Full remarks: Watch @POTUS deliver his final State of the Union address. #SOTU https://t.co/AOyWjdFk4O— The White House (@WhiteHouse) January 13, 2016
Here are some of the key points of his hour-and-four-minute-long speech:
He made a final plea to voters to bridge the divide between the political parties as he leaves office. And he acknowledged his own failure in changing Washington and politics into a united and cohesive whole.
“It is one of the few regrets of my presidency that the rancour and suspicion between the parties has gotten worse instead of better,” he said.
He added: “There’s no doubt a president with the gifts of Lincoln and Roosevelt might have better bridged the divide, and I guarantee I’ll keep trying to be better so long as I hold this office.”
He admitted that it was about the process not the people who are elected and change is necessary.
He said that many Americans were frightened and felt isolated from political and economic systems that seemed “rigged against their interests”. This is a direct hit at the Republicans who are playing on the fears of the people to get elected. He went so far as to label the bleak assessments of the country by those who are trying to succeed him as “fiction”.
Obama received a spirited ovation as he declared that the “United States is the most powerful nation on Earth. Period”.
He attacked politicians who are “blowing hot air” when the say the economy is in trouble. They are “peddling fiction”.
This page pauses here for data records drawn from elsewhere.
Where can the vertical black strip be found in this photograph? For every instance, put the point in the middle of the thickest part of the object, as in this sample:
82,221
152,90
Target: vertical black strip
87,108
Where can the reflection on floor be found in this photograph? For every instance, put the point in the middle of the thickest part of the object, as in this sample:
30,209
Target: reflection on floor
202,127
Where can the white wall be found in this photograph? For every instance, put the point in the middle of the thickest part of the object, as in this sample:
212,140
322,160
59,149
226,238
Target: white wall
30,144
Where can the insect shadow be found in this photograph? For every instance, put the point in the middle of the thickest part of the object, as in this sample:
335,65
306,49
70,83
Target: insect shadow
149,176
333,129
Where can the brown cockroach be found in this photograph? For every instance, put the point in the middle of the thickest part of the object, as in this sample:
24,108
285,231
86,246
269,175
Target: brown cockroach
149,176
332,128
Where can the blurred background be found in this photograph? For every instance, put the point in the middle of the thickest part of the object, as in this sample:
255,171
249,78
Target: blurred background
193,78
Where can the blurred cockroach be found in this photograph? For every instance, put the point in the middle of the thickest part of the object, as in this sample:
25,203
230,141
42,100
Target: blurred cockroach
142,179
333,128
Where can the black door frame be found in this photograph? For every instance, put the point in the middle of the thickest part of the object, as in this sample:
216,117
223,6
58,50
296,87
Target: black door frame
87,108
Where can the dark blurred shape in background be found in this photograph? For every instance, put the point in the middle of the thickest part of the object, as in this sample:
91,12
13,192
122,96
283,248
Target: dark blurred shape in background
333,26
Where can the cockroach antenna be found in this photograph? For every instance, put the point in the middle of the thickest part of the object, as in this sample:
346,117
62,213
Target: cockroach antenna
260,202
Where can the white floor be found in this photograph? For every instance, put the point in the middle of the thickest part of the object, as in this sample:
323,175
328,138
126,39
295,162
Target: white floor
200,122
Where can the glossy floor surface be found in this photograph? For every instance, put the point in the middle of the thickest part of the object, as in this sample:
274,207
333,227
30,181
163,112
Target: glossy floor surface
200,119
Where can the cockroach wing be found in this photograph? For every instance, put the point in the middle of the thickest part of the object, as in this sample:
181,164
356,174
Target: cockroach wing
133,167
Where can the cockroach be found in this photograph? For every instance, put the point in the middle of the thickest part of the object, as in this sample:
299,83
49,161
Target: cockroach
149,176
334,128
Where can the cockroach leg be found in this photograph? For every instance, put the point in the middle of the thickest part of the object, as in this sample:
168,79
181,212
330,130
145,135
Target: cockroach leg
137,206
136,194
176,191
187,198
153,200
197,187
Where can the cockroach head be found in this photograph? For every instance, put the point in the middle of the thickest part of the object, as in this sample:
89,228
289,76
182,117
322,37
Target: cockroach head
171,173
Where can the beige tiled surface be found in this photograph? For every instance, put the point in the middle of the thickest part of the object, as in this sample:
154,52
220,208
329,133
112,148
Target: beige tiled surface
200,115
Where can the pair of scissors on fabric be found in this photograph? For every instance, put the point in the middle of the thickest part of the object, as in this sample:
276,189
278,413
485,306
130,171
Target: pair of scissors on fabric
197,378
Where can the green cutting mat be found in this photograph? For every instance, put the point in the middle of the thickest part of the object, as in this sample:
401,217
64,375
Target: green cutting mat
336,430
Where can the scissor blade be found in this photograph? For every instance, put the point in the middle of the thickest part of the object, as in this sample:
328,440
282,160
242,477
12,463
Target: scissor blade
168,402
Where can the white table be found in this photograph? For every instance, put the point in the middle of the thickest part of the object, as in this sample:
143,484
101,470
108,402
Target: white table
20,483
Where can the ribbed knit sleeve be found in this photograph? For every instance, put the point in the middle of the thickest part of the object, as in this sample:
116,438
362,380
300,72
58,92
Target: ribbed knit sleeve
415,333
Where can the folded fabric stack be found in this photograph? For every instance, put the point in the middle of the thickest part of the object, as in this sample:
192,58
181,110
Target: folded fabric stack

Then he got brutally honest and in a not-very-subtle remark went after Republican candidate Donald Trump and his proposal to “ban all Muslims from entering the United States”.
“The world respects us for not just our arsenal; it respects us for our diversity and our openness and the way we respect every faith.”
He also went after Texan senator Ted Cruz, who has crassly and crudely stated that he wants to bomb ISIS to “see if sand glows in the dark”.
Obama’s response to that was: “The world will look to us to help solve these problems, and our answer needs to be more than tough talk or calls to carpet bomb civilians. That may work as a TV sound bite, but it doesn’t pass muster on the world stage.”
“Will we respond to the changes of our time with fear, turning inwards as a nation, and turning against each other as people?” he said.
“Or will we face the future with confidence in who we are, what we stand for, and for the incredible things we can do together?"
There was another unspoken aspect to Obama’s speech. There were symbols in the audience to outline some of the causes he has championed hard and long, for example, next to First Lady Michelle Obama’s chair, there was an empty chair to represent victims of gun violence. And there was a Syrian refugee, among the guests.
The president also tried to find something to offer the stone faced Speaker Paul D Ryan of Wisconsin as he acknowledged that both have the same goal of supporting a federal tax credit for low-and-middle-income workers. He expressed hope they might agree on the issue again.
“Who knows, we might surprise the cynics again,” he said, referring to the bipartisan agreement they had made last year.
Obama wasn’t the only way who criticised Trump. In the traditional Republican rebuttal response to Obama’s speech, South Carolina's Indian American governor Nikki Haley did not spare the candidate who is leading, both nationally and in her state in the Republican presidential primary.
“During anxious times, it can be tempting to follow the siren call of the angriest voices,” Haley said.
“We must resist the temptation. No one who is willing to work hard, abide by our laws, and love our traditions should ever feel unwelcome in this country.”
But Haley stayed true to her party in offering a negative assessment of Obama’s contribution to the nation.
“The president’s record has often fallen far short of his soaring words. As he enters his final year in office, many Americans are feeling the squeeze of an economy too weak to raise income levels.”
And she made a final pitch for her party.
“If Republicans won… we would make international agreements that were celebrated in Israel and protested in Iran, not the other way around,” she said, talking about the international agreement the Obama administration had made with Iran that lifts sanctions on the country in exchange for restrictions to its nuclear ability.
And even though Republicans sent a clear signal by picking Haley to calm the voters down after Trump’s hot headed rhetoric, it didn’t seem to matter to him.
Hours after the State of the Union, Trump was back in attack mode. Referring to Obama’s speech, Trump asked the audience in Iowa, “When did we beat China in trade? When did we beat Japan in trade? When do we beat ISIS? Do you ever hear a good story?”
So after the lofty, uplifting speech by the president, it's politics as usual in America.